Pushing through levels of official denial to a coverup of more than twenty years, beyond this is the revelation which underpinned the accident, Brink’s discovery that in 1957 the serving prime minster Hans Christian Hansen had in fact signed a treaty with America to allow “ammunition of a special nature” to be held in Greenland despite having personally campaigned and won on the platform that Denmark remain free of nuclear weapons.

The Idealist (Idealisten); Poul Brink (Peter Plaugborg) argues with his editor over whether anonymously offered information is evidence.

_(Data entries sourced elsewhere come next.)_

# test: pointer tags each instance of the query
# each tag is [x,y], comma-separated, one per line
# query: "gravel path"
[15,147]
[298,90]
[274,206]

Brink a rising star moving from local radio to national television, despite positioning him as “the idealist” who wishes to hold his government accountable the film questions his motivations beyond his stated goal of seeking medical support and recompense for those whose health has been compromised yet never asks why the government did not step up more readily if it wished to maintain the pretence, obviating the need for Brink to continue the investigation, the film feeling like it is an unhelpfully abbreviated overview told from a single point of view rather than a balanced representation of events.

While this might approach might allow the film some dramatic licence had it been structured as a thriller, while Brink does become increasingly wary, making sure those around him know where he is going and who he is meeting, built around in dusty basements where forgotten documents lurk and archive footage of contemporary interviews, newsreels and protests it plays more like a dull docudrama where editors argue over policy and legal exposure, The Idealist ultimately a far less interesting film than it should be considering the explosive subject matter.

The Idealist will be available on Arrow from Friday 25th August

The Idealist (Idealisten); Poul Brink (Peter Plaugborg) is aware he is becoming a thorn in the side of the government.